The psychological urge to see the face of the enemy, to demonise bin Laden or Saddam Hussein, is as instinctive as the urge to finger a particular country - Afghanistan, Iraq - as the danger zone.
But the severed bronzed limbs and grieving friends in Bali should be the final wake-up call. This is a war against the West, born of rage at cultural imperialism and global injustice. As Mr Bergen suggests, it is "leaderless".
We can no longer pretend that resentment is limited to a few "Islamic terrorists" (a phrase which many Muslims find offensive). The bombers may be few, but the sentiment they exploit is widespread. Only last week, a coalition of Islamic parties scored a big success in Pakistan’s elections, having campaigned for American troops to leave the country.
Nor is anti-western feeling directly solely at the US, as Australians have learnt to their bitter cost. Kuta is a relaxed resort, associated with sex, drink and drugs, in a predominantly Muslim country where many people are offended by such behaviour. Bali hosts the only openly gay bars in Indonesia, and tolerates topless sunbathing. The town was targeted as an oasis of western decadence.

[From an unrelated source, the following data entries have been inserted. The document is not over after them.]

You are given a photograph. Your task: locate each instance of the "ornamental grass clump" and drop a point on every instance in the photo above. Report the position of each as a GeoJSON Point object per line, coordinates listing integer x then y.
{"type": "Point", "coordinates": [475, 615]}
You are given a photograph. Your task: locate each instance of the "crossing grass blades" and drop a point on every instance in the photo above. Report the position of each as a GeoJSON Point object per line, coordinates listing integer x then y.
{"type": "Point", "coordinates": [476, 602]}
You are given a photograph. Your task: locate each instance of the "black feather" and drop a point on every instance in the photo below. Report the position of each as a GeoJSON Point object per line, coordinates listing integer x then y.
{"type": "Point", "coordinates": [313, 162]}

It is time we faced up to this, not as an excuse but as a reason. Neither the John Wayne soundbites of President Bush nor the outraged idealism of Tony Blair address the problem. Their focus on Iraq, a relatively westernised society run by the secular Baathist party, blocks a deeper understanding of where al-Qaeda’s cruelty derives from.
The spread of satellite and cable television has a part to play. Images of prosperity and sensuality are beamed into communities where they have the potential to provoke envy and outrage. Rupert Murdoch’s Star TV network shows Dynasty and Baywatch throughout Asia. Indonesians see Britney Spears on MTV.

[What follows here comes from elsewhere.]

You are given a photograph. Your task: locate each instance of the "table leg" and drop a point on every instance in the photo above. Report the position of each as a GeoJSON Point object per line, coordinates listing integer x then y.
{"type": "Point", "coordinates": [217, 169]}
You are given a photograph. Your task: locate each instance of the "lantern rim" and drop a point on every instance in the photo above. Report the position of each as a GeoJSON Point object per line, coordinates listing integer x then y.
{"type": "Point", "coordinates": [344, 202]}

Borderless television communicates western priorities. Naomi Klein, the Canadian author and activist, argues that "our lopsided coverage of global conflicts is helping to feed ... a rage at the persistent asymmetry of suffering".
Klein was shaken by how many Third World friends, from South Africa to Iran, contrasted the continual re-playing of images from 11 September with the near-invisibility of those who died in Afghanistan or during the Gulf War. Networks such as CNN appear international, she writes, but they still report "from clearly American and European perspectives".

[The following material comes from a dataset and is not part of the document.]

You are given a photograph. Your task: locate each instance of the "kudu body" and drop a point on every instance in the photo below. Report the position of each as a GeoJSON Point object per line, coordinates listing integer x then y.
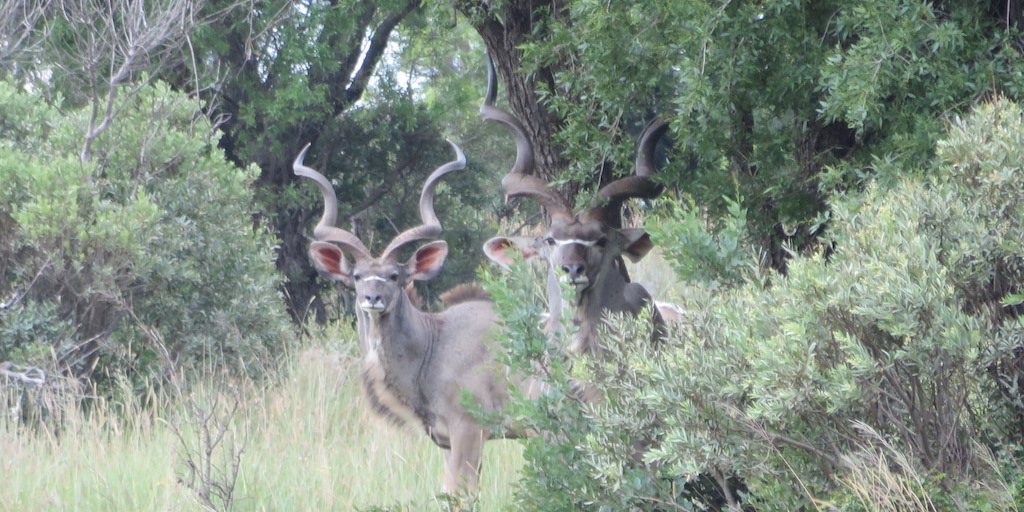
{"type": "Point", "coordinates": [586, 248]}
{"type": "Point", "coordinates": [416, 365]}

Her point is borne out by a study of British Muslim reaction to news coverage in the aftermath of 11 September. The research, by the British Film Institute, found "a deep lack of trust" in UK and US television news, and deep resentment at the way other tragedies, from earthquakes in Turkey to the shooting of Palestinian children in Gaza, were felt to be ignored. Respondents spoke of "our ground zeros", a phrase being echoed by stricken Australians this week.
The Prime Minister has been sporadically sensitive to these concerns. He took care to meet British Muslims after 11 September, emphasising that the bombing of Afghan-istan was not "a war on Islam". In his Labour conference speech, he insisted that both Israelis and Palestinians should observe United Nations resolutions and pledged to restart the peace process, although no more has been heard of that promise.
But neither George Bush nor Tony Blair will accept the idea of a cultural clash. "Our values aren’t western values, they’re human values," said the Prime Minister in Blackpool.
Both men could benefit from skimming a new report which explores whether western ideas of democracy and human rights are compatible with Islam. Published by the United States Institute of Peace, a think-tank funded by Congress, it finds grounds for hope in grassroots campaigns by women and young people in countries like Afghanistan and Iran.
The authors come up with the subversive suggestion that the US should give aid and back democracy across the Muslim world, citing Turkey’s peaceful reforms under pressure from the European Union.
That is no consolation to the injured and bereaved in Indonesia, a country which, until four years ago, was run by an Australian-backed dictator. But it is food for thought.